Haute-tension partout

Comme cela arrive (malheureusement) souvent, ce sont les événements les plus dramatiques qui sont capables de secouer les individus et de leur faire perdre patience. On a beau jeu de réfléchir à ce qui arrive partout dans le monde, de montrer les causes institutionnelles des nuisances qui infestent la vie de chacun d’entre nous, de suggérer de possibles points de fracture. Tout semble absorbé et métabolisé. Et pourtant... voilà qu’un policier grec tue un jeune, qu’un marchand ambulant tunisien s’immole pour protester, qu’un rebelle du Val Susa tombe d’un pylône. Et tout change. L’imprévu met le feu au panorama, ce qui n’était l’instant précédent qu’une hypothèse-fantôme devient réalité.

Nous avons toujours pensé et défendu que la lutte contre le Tav n’était pas la question spécifique d’une petite vallée piémontaise. Que les temps et les instruments de cette lutte n’étaient pas ceux décrétés par des assemblées locales où les différents rackets politiques -de toute couleur, y compris le noir de l’anarchie- se disputent plus ou moins la représentativité du mouvement. Que tout racket collectiviste qui vise à unir ce qui doit rester diversifié devait être repoussé. Que le centralisme est une tare, non pas une opportunité. Reprenant une intuition déjà développée dans les années 80 au cours des luttes anti-nucléaires, nous persistons à penser qu’il est nécessaire de décentraliser la lutte et de la pulvériser à travers tout le territoire. Que si le Tav est partout, il n’est du coup pas nécessaire d’accourir en Val Susa pour se montrer adéquats à la situation qui a été créée (et peu importe si au jour d’aujourd’hui ce n’est que dans cette petite vallée que les ennemis de ce monde peuvent trouver quelque satisfaction). Que la façon de donner de l’air à cette lutte est de la faire sortir de cette vallée. De la porter ailleurs. De ne pas battre le rappel pour serrer un noeud, mais de l’inciter à se disséminer pour tisser un réseau informel.

Eh bien, depuis 48 heures, ce ne sont plus les sentiers de la Maddalena qui sont envahis par les opposants à la dévastation d’Etat, mais un peu toute l’Italie. Et il n’y a plus d’objectifs univoques, ni de méthodes uniformes.

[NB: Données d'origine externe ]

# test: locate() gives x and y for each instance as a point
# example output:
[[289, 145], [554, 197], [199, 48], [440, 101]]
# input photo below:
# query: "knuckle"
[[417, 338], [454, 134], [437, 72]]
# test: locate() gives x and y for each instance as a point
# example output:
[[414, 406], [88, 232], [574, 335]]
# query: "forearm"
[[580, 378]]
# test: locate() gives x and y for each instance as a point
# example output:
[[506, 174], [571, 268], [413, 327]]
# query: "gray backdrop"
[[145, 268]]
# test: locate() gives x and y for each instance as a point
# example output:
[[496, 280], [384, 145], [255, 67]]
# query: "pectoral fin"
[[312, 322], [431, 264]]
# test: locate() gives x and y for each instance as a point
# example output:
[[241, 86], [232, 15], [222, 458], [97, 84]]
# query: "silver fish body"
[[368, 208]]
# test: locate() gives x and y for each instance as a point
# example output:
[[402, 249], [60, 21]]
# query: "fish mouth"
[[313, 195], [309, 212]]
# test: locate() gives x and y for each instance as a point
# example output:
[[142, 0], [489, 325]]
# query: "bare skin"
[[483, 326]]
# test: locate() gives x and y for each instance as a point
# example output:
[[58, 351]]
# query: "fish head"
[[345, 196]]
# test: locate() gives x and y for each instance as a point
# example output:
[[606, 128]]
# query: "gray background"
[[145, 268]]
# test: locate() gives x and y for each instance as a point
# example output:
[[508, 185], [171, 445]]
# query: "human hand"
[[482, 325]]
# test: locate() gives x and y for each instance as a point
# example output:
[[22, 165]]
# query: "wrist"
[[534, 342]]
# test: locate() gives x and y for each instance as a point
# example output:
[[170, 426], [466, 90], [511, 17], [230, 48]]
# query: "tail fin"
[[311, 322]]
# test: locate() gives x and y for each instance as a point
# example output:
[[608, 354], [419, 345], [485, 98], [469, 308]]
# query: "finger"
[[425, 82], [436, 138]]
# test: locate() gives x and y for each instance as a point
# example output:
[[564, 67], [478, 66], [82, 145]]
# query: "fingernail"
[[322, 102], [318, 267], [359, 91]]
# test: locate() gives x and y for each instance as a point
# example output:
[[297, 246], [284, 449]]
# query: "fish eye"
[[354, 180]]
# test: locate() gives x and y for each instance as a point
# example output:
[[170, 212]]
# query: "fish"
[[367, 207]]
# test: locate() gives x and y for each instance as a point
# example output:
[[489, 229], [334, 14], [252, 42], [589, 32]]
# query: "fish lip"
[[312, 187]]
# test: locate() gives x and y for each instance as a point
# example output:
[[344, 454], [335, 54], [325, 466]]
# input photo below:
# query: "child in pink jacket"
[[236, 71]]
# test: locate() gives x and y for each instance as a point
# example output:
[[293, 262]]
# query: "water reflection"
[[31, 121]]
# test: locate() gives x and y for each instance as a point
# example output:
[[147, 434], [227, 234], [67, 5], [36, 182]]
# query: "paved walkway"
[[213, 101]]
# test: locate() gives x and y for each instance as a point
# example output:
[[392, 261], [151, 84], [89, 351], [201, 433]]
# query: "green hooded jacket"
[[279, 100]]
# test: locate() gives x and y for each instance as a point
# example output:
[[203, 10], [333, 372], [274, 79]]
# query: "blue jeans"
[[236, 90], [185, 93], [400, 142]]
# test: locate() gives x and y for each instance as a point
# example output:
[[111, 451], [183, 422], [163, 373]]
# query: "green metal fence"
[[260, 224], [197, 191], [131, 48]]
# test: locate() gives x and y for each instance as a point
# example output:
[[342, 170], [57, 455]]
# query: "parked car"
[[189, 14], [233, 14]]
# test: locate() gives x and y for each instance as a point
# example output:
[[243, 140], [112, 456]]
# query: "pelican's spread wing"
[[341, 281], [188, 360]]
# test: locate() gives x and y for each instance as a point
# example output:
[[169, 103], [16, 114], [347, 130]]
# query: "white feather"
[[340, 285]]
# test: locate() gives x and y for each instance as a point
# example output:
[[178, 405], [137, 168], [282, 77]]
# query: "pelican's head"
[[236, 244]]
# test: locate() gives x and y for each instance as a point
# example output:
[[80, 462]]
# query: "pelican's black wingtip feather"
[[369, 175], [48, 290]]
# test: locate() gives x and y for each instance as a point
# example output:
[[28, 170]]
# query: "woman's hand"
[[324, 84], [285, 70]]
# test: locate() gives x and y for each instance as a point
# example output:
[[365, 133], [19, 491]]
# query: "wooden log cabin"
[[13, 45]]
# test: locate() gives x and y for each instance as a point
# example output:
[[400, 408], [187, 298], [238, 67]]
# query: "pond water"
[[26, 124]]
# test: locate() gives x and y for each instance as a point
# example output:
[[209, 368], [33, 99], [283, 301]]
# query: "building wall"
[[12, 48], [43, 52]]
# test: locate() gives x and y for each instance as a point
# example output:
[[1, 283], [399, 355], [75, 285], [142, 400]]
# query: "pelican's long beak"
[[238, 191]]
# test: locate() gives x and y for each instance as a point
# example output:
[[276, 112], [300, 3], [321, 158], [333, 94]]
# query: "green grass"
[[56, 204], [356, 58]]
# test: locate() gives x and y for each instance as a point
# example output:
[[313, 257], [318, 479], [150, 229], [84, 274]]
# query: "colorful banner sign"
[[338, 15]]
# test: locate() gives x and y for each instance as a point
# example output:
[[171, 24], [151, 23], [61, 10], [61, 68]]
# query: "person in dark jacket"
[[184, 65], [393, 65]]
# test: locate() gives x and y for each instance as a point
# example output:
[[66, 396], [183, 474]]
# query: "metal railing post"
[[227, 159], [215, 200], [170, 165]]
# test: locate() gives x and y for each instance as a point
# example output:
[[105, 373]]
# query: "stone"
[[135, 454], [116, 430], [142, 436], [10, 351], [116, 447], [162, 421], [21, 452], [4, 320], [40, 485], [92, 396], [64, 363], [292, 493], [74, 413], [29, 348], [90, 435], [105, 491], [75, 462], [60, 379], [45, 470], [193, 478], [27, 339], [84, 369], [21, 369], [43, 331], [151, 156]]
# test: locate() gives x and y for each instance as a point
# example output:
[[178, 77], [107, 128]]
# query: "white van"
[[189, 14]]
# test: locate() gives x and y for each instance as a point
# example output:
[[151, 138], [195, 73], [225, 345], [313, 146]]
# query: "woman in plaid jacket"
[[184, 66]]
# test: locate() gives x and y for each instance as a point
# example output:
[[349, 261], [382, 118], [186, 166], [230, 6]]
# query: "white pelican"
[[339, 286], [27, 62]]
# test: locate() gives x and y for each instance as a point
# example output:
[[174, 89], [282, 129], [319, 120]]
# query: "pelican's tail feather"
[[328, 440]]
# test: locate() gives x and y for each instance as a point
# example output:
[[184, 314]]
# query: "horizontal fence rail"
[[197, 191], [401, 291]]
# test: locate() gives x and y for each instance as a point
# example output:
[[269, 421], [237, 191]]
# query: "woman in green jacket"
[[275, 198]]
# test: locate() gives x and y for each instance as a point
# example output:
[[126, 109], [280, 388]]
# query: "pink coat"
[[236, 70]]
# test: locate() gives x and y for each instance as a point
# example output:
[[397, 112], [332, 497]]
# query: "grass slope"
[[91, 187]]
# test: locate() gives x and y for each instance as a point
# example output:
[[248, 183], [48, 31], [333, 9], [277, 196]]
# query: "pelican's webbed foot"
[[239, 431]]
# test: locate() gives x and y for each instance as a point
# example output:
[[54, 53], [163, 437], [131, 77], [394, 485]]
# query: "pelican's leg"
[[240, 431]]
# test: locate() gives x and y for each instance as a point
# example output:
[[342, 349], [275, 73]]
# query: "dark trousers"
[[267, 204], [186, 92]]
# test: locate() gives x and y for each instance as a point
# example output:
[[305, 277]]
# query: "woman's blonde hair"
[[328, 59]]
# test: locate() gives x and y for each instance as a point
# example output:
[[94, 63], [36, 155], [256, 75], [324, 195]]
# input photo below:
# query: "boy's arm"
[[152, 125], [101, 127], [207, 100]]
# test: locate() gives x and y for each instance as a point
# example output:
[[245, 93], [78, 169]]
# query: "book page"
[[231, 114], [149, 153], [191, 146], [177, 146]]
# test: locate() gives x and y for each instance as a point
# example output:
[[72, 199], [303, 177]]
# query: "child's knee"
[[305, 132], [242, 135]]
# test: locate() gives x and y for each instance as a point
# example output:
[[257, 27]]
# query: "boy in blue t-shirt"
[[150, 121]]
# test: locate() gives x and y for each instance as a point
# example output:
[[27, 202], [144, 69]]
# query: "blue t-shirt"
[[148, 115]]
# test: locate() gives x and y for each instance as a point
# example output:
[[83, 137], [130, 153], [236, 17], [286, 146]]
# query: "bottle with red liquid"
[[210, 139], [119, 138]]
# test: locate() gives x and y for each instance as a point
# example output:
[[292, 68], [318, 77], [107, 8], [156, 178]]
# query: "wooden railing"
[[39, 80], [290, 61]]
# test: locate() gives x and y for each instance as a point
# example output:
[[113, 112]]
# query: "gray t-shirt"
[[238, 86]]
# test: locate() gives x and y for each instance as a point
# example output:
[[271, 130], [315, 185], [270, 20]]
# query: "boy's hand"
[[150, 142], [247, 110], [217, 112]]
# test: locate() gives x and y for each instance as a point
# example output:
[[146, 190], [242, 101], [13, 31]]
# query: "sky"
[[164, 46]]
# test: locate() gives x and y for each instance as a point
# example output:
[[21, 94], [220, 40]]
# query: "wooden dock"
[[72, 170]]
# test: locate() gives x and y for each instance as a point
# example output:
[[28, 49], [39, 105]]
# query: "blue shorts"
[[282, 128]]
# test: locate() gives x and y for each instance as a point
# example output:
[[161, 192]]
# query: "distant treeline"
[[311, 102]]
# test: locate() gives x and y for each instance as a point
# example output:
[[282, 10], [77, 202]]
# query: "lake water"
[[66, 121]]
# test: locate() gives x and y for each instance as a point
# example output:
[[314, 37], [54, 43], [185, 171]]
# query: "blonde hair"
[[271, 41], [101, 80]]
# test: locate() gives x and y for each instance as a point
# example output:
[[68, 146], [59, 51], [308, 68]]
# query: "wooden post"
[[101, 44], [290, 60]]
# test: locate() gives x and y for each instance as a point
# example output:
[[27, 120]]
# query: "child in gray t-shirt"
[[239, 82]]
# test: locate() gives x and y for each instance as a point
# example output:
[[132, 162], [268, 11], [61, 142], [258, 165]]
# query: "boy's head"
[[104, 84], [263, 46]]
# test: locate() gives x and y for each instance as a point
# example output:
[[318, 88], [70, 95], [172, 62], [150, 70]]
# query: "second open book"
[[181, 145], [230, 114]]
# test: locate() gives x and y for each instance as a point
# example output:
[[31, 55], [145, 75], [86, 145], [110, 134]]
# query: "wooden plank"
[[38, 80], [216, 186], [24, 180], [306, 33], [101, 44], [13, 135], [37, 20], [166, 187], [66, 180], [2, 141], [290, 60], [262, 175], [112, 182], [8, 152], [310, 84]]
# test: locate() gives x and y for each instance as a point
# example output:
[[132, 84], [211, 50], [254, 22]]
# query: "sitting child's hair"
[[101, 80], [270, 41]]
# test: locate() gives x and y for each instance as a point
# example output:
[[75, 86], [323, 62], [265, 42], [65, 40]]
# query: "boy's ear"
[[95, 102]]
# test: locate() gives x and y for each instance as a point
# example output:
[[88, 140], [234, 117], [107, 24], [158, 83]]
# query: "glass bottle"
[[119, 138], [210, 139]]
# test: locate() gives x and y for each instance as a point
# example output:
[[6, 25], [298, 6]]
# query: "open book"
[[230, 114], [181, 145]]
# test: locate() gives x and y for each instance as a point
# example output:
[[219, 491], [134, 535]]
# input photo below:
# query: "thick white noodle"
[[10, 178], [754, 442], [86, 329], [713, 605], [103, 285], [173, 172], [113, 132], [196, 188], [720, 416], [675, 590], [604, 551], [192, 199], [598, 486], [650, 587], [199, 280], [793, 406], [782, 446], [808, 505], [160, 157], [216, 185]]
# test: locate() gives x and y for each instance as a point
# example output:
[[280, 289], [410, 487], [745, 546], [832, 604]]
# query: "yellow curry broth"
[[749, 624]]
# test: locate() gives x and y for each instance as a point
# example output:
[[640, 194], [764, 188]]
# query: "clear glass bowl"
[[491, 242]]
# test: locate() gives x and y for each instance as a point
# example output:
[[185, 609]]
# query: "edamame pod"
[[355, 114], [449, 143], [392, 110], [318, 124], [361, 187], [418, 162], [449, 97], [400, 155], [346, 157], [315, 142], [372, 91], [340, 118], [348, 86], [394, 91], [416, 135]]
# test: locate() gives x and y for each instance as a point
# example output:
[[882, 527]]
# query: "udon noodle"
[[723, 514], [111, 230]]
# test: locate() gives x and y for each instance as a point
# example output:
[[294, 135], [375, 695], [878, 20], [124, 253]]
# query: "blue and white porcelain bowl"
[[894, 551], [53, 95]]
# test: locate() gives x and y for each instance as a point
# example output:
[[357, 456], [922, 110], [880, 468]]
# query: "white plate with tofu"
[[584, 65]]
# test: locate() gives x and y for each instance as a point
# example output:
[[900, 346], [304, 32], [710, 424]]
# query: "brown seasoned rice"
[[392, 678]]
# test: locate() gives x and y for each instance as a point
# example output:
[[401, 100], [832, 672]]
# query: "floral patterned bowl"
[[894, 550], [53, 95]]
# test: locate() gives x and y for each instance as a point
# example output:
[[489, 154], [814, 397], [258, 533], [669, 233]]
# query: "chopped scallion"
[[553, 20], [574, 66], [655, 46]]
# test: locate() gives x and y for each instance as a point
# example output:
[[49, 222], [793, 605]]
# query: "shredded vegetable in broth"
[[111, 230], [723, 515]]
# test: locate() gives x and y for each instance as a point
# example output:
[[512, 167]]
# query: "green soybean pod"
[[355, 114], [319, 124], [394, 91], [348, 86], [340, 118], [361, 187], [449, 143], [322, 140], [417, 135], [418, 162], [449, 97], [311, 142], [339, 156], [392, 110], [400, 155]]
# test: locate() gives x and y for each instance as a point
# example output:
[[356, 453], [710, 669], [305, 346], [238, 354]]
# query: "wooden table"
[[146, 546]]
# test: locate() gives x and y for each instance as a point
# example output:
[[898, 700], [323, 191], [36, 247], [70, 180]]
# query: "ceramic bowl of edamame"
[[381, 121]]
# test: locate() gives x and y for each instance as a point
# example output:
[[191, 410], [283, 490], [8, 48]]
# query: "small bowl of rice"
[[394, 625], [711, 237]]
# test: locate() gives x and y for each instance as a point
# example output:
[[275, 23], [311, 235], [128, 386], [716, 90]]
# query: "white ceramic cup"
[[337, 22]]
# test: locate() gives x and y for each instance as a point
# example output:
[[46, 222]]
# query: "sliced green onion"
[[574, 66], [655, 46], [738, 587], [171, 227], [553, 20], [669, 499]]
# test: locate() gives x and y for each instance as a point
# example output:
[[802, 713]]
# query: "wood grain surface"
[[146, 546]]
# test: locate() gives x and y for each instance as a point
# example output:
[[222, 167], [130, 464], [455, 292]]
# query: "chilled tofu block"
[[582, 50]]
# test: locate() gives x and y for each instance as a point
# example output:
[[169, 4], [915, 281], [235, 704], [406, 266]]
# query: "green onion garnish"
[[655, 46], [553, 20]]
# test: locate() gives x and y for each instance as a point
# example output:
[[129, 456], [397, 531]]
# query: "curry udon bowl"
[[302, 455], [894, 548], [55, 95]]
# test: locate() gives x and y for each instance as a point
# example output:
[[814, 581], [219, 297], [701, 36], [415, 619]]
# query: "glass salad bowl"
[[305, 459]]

Ce n’est plus l’adhésion (râleuse) collective aux directives d’un groupe de politiciens qui se met à présent en mouvement, mais l’ébullition des consciences individuelles face au corps en souffrance d’un compagnon sur un lit d’hôpital. Il y a ceux qui se rassemblent devant un commissariat et ceux qui bloquent les voies de train, ceux qui occupent une faculté et ceux qui neutralisent des péages d’autoroute, ceux qui suspendent le boulot et ceux qui mettent le feu à une machine. Le déploiement d’une myriade de nuances, même opposées, mais aucune synthèse. Et les possibilités d’intervention à découvrir, inventer et expérimenter sont encore nombreuses.

Seuls ou en compagnie, de jour ou de nuit, aujourd’hui ou demain. Pour être à la hauteur de soi-même, pas de ce qui est établi par d’autres.

Cela aussi, c’est de la haute-tension.